Christian von Stengel befasst sich mit digitalen Wertschöpfungsketten, Industry 4.0, IoT, Plattformen, Blockchain, Analytics, Big Data und agiler Unternehmensführung. Bild: Germanedge

| von Götz Fuchslocher

Herr von Stengel, was ist ein Connected Worker?

Auch in einer hoch digitalisierten und automatisierten Produktion und der entsprechenden Supply Chain kann ein einzelner Mitarbeiter die Chance bieten, einen wesentlichen Unterschied zu erschaffen. Denn er bringt mit, was Maschinen heutzutage nicht bieten: Kreativität, Problemlösungswissen und Erfahrung. „Connected“ bedeutet in diesem Zusammenhang: Der Mitarbeiter wird mit Informationen versorgt, was dem klassischen Bild der Manufacturing Analytics entspricht. Aus unserer Sicht reicht dies jedoch noch weiter. Denn es gilt, den Mitarbeiter in einen Prozess einzubinden, ihn in die Lage zu versetzen, wirksam zu werden und Ergebnisse rückzukoppeln. Dies umfasst Bereiche wie den kontinuierlichen Verbesserungsprozess, das Alarm-Management oder die Maintenance von Maschinen. Informationen können statusorientiert sein, etwa wie Maschinen ausgelastet sind und wie die Qualität aussieht. Ein weiterer Informationstypus ist zukunftsgerichtet, also die Fragen danach, was eine Handlung letztlich bewirken wird. Dabei geht es um Simulationen. Hinzu kommt der Blick in die Vergangenheit.

Wie ist die Autobranche hier aufgestellt?

Was die Themen Automatisierung und Digitalisierung anbelangt, sind die deutschen und die europäischen OEMs sehr weit fortgeschritten. Die anderen ziehen jedoch stark nach. Gerade kleinere E-Mobilitäts-Unternehmen haben diese Themen von Anbeginn verinnerlicht. Die Coronapandemie hat hier zusätzlichen Schub verliehen. Jedoch kann ich heute auch noch kein Unternehmen benennen, das den Connected Worker so, wie wir ihn uns idealerweise vorstellen, realisiert hat. Die Realität sieht häufig noch so aus, dass auf Shopfloor-Ebene mit Excel und Flipcharts gearbeitet wird. Es gibt also noch sehr viel Potenzial.
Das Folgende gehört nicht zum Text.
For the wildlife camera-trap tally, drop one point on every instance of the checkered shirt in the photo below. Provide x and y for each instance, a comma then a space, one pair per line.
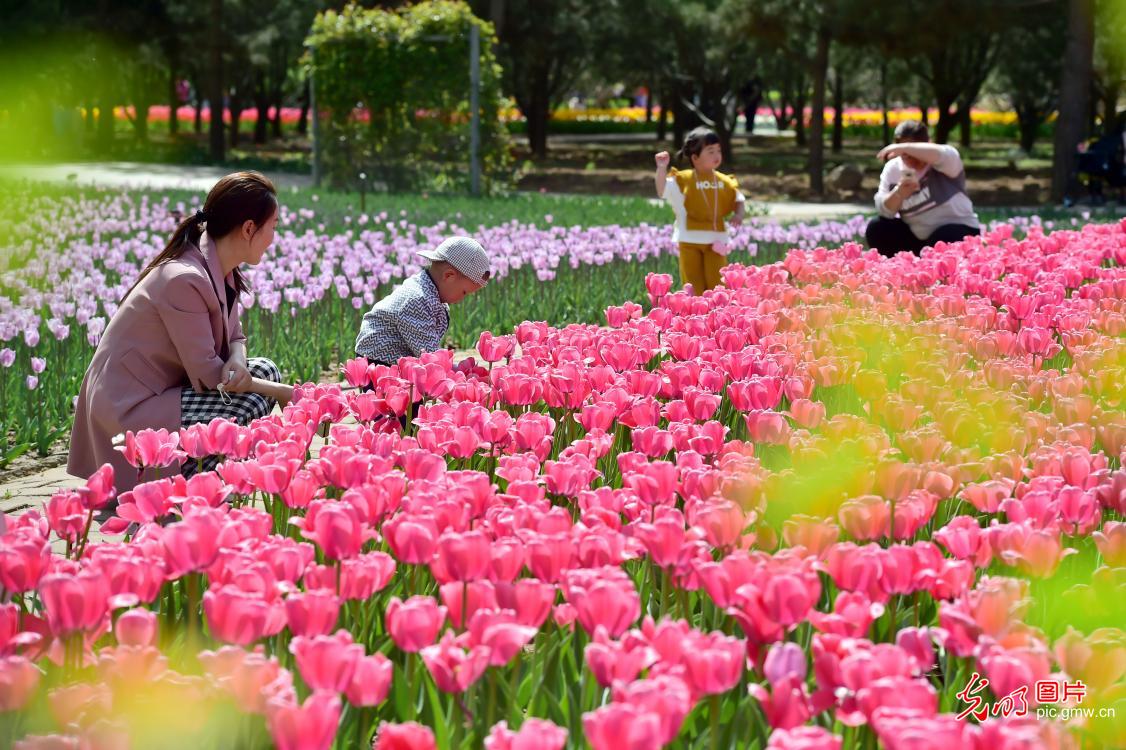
407, 322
Auch wir selber sind dabei in einem fließenden Prozess und müssen unsere Software-Werkzeuge immer wieder den Bedürfnissen unserer Kunden anpassen. Es gibt nicht den einen für alle passenden Prozess.

Wie sieht der Prozess aus und über welchen Zeitraum erstreckt er sich?

Der ideale Prozess: Einfach mal anfangen! Dazu bedarf es Mut, nicht gleich das gesamte komplexe Gebilde abzubilden, sondern eine konkrete Aufgabe, eine Situation herauszugreifen und zu benennen, mit der man im Unternehmen beginnen möchte. Und die muss nicht zwingend die komplexeste sein. In der IT gibt es das Prinzip der Maturity Levels. Jede Stufe steht für einen entsprechenden Lernprozess, den es zu durchlaufen gilt. Anfangen und auch mal Fehler machen bedeutet, zu lernen, um letztlich die beste Version zu definieren. Die Rollout-Fähigkeit zu erreichen, ist aus unserer Erfahrung ein Prozess, der grob gesagt zwischen sechs bis 18 Monaten dauern kann.

Zur Person

Christian von Stengel ist seit 2018 CEO des mittelständischen Software-Hauses Germanedge, das sich mit der Produktion bis hinein in das Supply Chain Management befasst. Zu den Schwerpunkten des gut 300 Mitarbeiter starken Teams zählen etwa die Themen MES, die zentrale Anlagenüberwachung oder das Qualitätsmanagement. Weitere Schwerpunkte sind der Bereich Planung, das innerbetriebliche Logistikmanagement sowie der Connected Worker mit den Themen digitale Schichtbücher, digitale Checklisten und die digitale Morgenrunde.